Yeah, that definately makes sense. In order to just be able to function he would need to eat snacks throughout the day. He probably eats only one big meal a day and that is what the announcer meant!


----------



## Soakked (Feb 5, 2007)

kantowrestler said:


> Yeah, but eating the bare minimum everyday isn't exactly healthy either. Not to mention that sumo rikishi do that and that is how they become so fat, they eat one big meal at the end of the day to retain their food. You don't have to starve yourself but eat smart!


Very true indeed, I did not mean to imply taking the Walker approach because that's unhealthy for most people (he's a bit of a genetic freak, plus mind-body man, will is a factor). I think 3-5 smaller meals with mostly vegs, fruit and grain with a bit of lean protein is the way to go! Sorry couldn't help the exclamation mark (love you man!).


----------



## kantowrestler (Jun 6, 2009)

Yeah, Walker is one of those guys that can probably go for a while athletically. Three to five smaller meals is defiantely what should be tried but I think some more protein is needed. That is what will lead to a good body overtime!


----------



## Soakked (Feb 5, 2007)

kantowrestler said:


> Yeah, Walker is one of those guys that can probably go for a while athletically. Three to five smaller meals is defiantely what should be tried but I think some more protein is needed.
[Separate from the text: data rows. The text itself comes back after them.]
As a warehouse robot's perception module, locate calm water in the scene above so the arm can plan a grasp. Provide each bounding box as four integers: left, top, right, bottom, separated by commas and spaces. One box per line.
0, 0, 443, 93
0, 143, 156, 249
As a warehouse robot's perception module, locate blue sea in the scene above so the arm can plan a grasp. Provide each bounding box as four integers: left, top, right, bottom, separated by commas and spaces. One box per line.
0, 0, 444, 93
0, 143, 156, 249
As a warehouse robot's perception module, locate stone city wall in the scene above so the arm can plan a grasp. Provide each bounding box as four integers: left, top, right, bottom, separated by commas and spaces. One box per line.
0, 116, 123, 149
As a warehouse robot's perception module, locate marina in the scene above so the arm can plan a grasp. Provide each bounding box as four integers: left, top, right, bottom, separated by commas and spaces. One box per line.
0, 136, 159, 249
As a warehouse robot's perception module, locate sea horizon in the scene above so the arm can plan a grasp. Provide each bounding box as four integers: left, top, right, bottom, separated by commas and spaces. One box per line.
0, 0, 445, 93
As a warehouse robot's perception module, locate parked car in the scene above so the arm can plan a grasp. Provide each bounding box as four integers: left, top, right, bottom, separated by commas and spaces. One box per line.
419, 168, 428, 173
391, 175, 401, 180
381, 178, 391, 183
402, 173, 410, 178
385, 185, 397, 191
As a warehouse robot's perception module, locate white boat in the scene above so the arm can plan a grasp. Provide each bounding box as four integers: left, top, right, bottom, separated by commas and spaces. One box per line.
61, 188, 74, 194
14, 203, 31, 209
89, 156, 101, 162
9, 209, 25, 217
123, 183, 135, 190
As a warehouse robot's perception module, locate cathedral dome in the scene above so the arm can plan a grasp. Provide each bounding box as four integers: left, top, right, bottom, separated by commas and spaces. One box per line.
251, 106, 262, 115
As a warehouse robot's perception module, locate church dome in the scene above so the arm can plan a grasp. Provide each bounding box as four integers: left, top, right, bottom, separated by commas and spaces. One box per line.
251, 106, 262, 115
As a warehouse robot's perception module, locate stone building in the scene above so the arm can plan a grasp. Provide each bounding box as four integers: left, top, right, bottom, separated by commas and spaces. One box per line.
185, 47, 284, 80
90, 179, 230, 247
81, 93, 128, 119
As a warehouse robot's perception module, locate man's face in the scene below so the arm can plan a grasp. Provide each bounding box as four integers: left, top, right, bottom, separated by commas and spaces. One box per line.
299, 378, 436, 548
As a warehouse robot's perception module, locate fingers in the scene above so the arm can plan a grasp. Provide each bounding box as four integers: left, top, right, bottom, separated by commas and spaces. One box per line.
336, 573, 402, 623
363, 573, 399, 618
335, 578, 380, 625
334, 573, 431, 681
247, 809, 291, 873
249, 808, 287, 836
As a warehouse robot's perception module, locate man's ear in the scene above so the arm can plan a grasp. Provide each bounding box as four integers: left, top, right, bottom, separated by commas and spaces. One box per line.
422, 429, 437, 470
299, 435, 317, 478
That is what will lead to a good body overtime!


Well that depends on what you mean by good body. If you mean muscular body then sure I'll agree with you. Same goes with body building (I'm speaking non competitively) more protein is needed. If you are talking longevity (what I was speaking of originally) then more protein equals more free radicals which equals more damage, which eventually catches up with you. Contrary to common belief the body doesn't need that much protein to function optimally. Athletes are different obviously and need more calories and raw amount of food in order to function, but of course that's only for the short run (till the reach their mid 30's usually).


----------



## kantowrestler (Jun 6, 2009)

Well it's true that we are talking about what type of body you want. Unfortunately you can see that with guys like Ken Shamrock and Jens Pulver they are putting themselves through additional punishment. Obviously, they will pay for it later on in life!


----------